I have seen this in at least two home security cameras. The simple solution is to make sure you have decent lighting in your home (don’t put the cameras in a dark room) and turn your phone’s brightness up to its highest level. I’m sure there are security reasons for this step of the setup process, but it seems unnecessary and unnecessary. At last count, I have eight different brands of security cameras in my house, and only two of them asked me to keep a QR code during the installation process.
Please stop placing unique QR codes in manuals
One of the worst offenders for configuration processes is any device that works with HomeKit. The HomeKit code itself is placed on the device or in the manual. Think about it for a moment: a unique code required to set up the device, placed in a paper manual that probably won’t be kept. If you ever need to remove the device from your network and reinstall it as part of the troubleshooting steps, obtaining this code requires a lengthy call to customer service.
The theory behind scanning a QR code is that it simplifies the setup process. The problem in practice is that the codes are never in easily accessible places. I also don’t want to lose access to the codes because I accidentally threw away a small piece of paper. Devices should be discoverable at all times, even without the passcode. Inclusion of the QR code should be another optional way to add devices to the network.
How setup and installation should work
There are necessary steps in the setup process, and there are unnecessary steps. When a device is more complicated – for example, like the Eight Sleep Smart mattress cover – including photos and videos in the step by step setup is beneficial. It guarantees that there are no errors.
For the majority of devices, especially those like smart lights or a smart plug, there should only be a few steps:
- Log into your account for the service, be it LIFX, Govee, or Amazon.

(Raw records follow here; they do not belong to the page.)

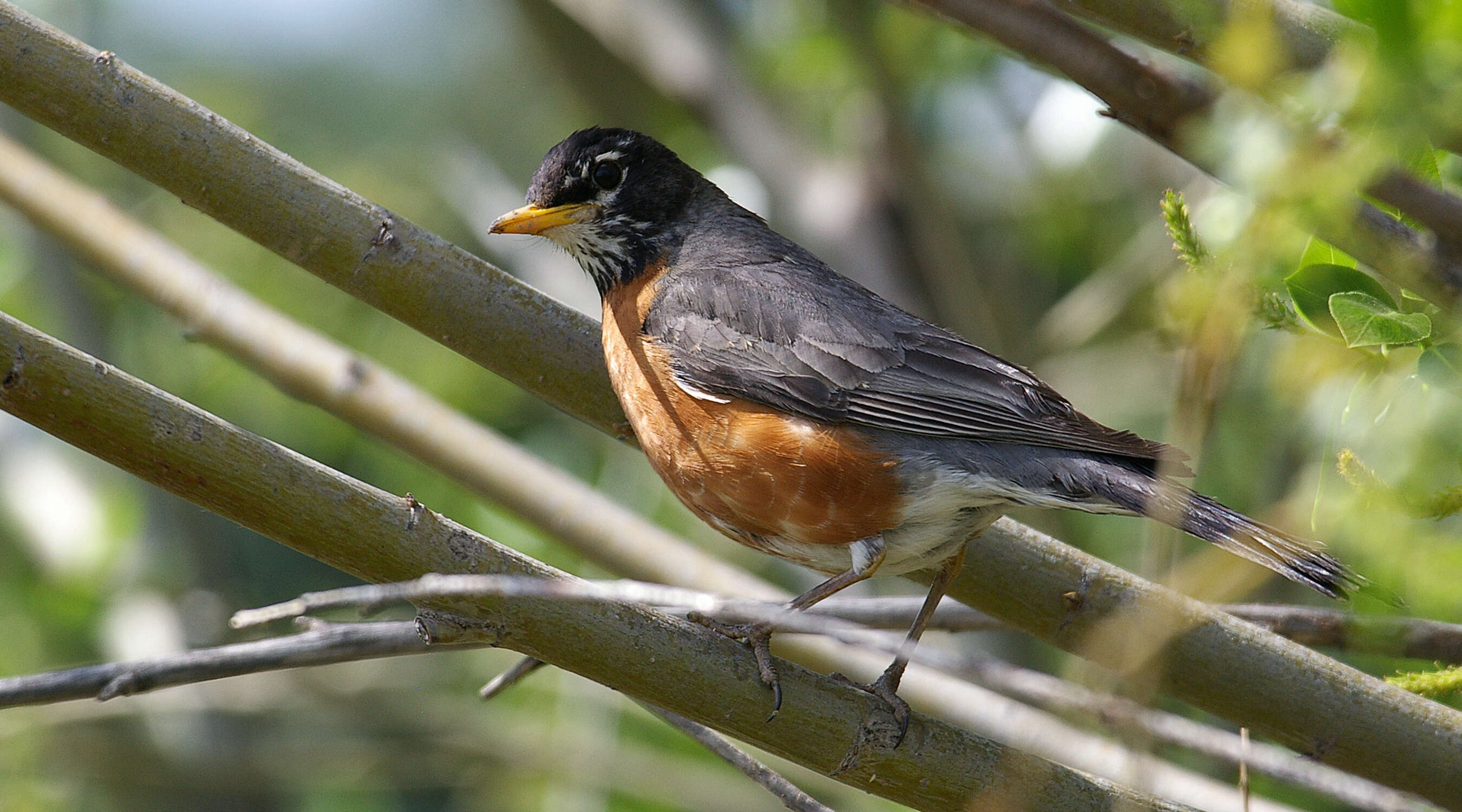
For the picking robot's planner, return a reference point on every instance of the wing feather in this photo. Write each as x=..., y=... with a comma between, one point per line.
x=786, y=331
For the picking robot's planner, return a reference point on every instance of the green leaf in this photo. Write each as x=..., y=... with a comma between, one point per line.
x=1313, y=285
x=1319, y=252
x=1180, y=228
x=1369, y=322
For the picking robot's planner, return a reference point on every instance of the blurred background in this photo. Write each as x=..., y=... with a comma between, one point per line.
x=957, y=180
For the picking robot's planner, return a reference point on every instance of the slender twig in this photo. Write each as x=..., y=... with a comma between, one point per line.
x=1166, y=107
x=774, y=783
x=1333, y=628
x=596, y=528
x=1308, y=31
x=509, y=678
x=325, y=643
x=1021, y=577
x=1372, y=634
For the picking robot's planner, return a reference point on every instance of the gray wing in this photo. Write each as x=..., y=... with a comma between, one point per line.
x=792, y=333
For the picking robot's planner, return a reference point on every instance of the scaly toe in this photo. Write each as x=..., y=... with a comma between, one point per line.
x=759, y=637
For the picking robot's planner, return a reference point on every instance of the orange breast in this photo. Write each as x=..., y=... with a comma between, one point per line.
x=746, y=469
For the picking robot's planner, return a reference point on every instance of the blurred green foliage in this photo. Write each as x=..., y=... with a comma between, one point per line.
x=1050, y=200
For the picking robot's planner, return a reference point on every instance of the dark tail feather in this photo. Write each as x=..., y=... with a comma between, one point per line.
x=1298, y=560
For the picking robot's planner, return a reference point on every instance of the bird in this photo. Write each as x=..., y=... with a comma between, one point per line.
x=806, y=417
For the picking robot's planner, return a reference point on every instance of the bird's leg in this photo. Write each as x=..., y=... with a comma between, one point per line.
x=886, y=687
x=867, y=555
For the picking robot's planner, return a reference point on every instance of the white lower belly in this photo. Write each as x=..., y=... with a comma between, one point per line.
x=935, y=526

- Fill in your home details if you haven’t created an account yet. If so, add the device via the onscreen method (usually a + sign somewhere in the app.)

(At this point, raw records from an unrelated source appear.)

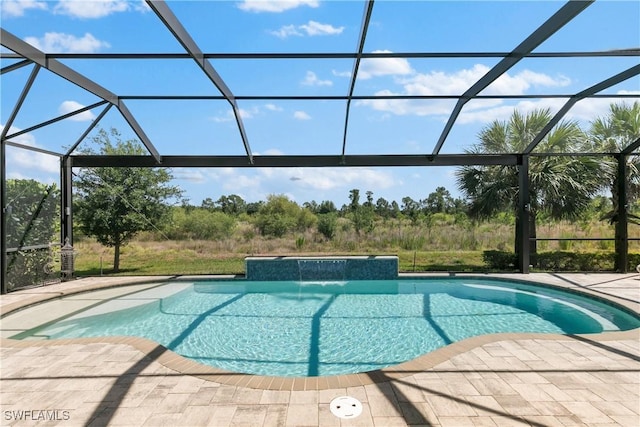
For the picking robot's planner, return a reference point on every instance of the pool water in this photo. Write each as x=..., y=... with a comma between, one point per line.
x=331, y=328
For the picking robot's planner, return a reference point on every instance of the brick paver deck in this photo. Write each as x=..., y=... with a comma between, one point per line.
x=509, y=379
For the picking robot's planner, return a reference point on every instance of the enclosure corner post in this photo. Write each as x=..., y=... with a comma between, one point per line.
x=622, y=229
x=3, y=218
x=522, y=218
x=66, y=202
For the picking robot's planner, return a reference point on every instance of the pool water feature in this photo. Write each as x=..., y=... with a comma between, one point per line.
x=322, y=269
x=332, y=327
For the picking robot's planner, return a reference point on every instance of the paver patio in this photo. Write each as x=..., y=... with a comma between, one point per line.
x=509, y=379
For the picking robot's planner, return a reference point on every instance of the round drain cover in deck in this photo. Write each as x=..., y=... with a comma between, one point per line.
x=346, y=407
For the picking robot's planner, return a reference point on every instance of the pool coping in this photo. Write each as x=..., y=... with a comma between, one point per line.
x=180, y=364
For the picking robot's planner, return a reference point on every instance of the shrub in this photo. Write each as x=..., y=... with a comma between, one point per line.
x=279, y=216
x=201, y=224
x=327, y=225
x=500, y=260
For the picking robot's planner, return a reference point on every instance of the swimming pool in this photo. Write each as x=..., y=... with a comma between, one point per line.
x=331, y=328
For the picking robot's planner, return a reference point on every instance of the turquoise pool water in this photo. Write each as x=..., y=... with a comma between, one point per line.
x=330, y=328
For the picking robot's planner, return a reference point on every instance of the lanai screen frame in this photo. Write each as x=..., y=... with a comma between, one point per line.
x=29, y=55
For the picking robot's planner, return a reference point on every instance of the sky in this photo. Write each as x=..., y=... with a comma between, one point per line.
x=304, y=127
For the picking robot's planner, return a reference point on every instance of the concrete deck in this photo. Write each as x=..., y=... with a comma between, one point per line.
x=499, y=380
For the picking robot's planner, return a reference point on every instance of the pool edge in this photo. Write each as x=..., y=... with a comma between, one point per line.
x=180, y=364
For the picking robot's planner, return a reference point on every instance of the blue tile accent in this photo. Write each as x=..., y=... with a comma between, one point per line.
x=316, y=268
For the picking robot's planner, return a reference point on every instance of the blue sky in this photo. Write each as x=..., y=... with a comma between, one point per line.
x=305, y=127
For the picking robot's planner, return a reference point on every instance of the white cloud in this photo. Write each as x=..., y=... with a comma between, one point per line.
x=301, y=115
x=455, y=84
x=272, y=107
x=91, y=9
x=312, y=28
x=286, y=31
x=23, y=164
x=584, y=111
x=228, y=115
x=60, y=42
x=15, y=8
x=196, y=176
x=275, y=6
x=70, y=106
x=376, y=67
x=311, y=79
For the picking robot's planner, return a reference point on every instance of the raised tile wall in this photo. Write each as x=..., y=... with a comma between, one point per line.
x=322, y=268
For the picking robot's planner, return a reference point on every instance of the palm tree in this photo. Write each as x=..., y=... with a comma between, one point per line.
x=560, y=186
x=613, y=134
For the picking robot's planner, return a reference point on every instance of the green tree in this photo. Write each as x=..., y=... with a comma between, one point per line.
x=362, y=216
x=279, y=215
x=560, y=186
x=612, y=134
x=232, y=204
x=114, y=204
x=328, y=224
x=439, y=201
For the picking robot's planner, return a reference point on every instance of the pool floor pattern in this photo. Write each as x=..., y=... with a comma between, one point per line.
x=505, y=381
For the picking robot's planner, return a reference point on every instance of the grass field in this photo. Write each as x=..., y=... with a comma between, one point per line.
x=447, y=247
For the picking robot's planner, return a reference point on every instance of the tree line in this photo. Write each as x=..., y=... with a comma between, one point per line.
x=115, y=204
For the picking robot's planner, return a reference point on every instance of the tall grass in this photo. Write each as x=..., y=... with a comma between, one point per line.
x=443, y=246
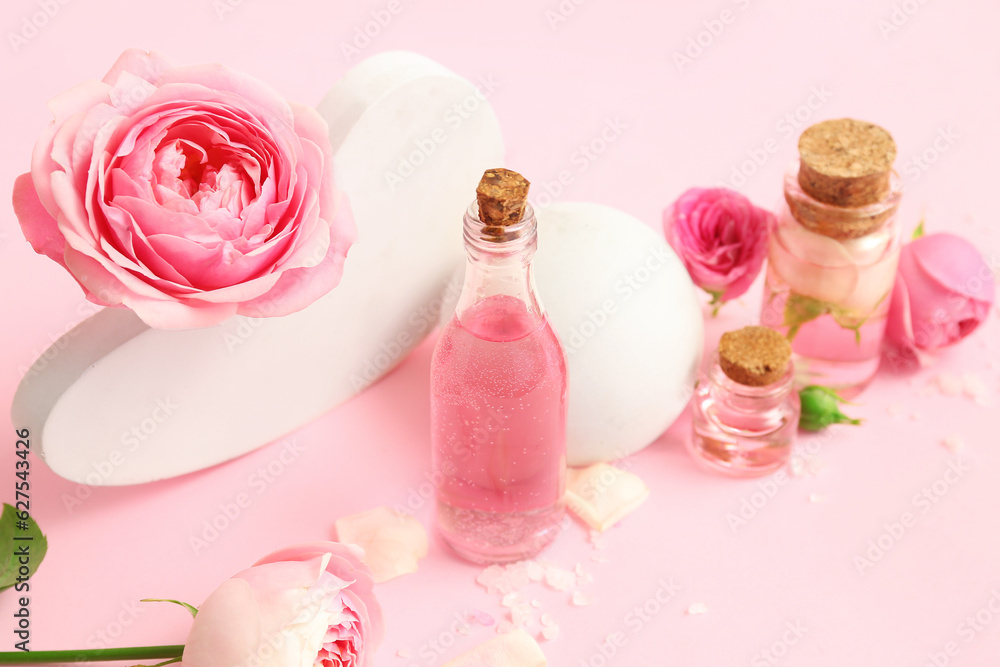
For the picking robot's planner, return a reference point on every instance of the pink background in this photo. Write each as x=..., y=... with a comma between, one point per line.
x=557, y=87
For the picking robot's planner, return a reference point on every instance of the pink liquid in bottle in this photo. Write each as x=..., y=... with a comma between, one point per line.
x=498, y=415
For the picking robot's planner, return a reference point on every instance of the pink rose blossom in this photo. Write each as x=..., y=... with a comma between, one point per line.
x=188, y=194
x=944, y=290
x=721, y=238
x=310, y=604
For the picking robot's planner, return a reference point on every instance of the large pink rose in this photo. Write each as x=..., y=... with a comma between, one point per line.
x=310, y=604
x=944, y=290
x=721, y=238
x=188, y=194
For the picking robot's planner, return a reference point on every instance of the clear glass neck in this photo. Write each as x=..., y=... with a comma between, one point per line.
x=743, y=397
x=499, y=262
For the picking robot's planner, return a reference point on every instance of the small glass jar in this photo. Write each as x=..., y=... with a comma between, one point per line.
x=740, y=429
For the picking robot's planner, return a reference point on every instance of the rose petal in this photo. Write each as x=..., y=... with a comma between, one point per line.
x=602, y=495
x=393, y=542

- Select the new device from a list of options.
- Configure the new device.
A smart device with many features and settings must wait until it has been added to your network to prompt the user to customize it. While waiting for the device to be recognized and added, it avoids the hassle of setting up and customizing a device only so that it does not log in and requires the user to repeat the installation process from scratch.
I am a big fan of smart home technology. I use it daily in my home for everything from lighting to cleaning, but there have been times when the setup and installation process was decidedly not smart. By loosely standardizing the configuration of smart devices, companies could eliminate some of the anxiety this poses for people intimidated by technology.
Wait there is still hope
Through collaboration between large companies in the smart home industry, including Amazon, Google, and Apple, the idea of simplified setup and control might not be science fiction.
The Matter Protocol (formerly known as Project CHIP) seeks to create a kind of “smart language” between all smart home devices that allows them to communicate, regardless of brand. This means that in the future, some of the current Google-only products may work with HomeKit, Alexa, or any other compatible platform.
Despite my gripes about its setup process, HomeKit is a prime example of what it could look like. HomeKit-enabled devices can be set up and controlled directly through the HomeKit app without the need to download the device app. The number of devices that work with HomeKit is limited, but Matter could provide backward compatibility for older hardware, allowing it to work with HomeKit.
On my phone, I have over a dozen apps to control my smart home. While most of my devices can be controlled through Alexa, I still need specific apps to adjust certain settings, access security features, etc. The idea that Matter can bring these applications together under one umbrella is indeed exciting.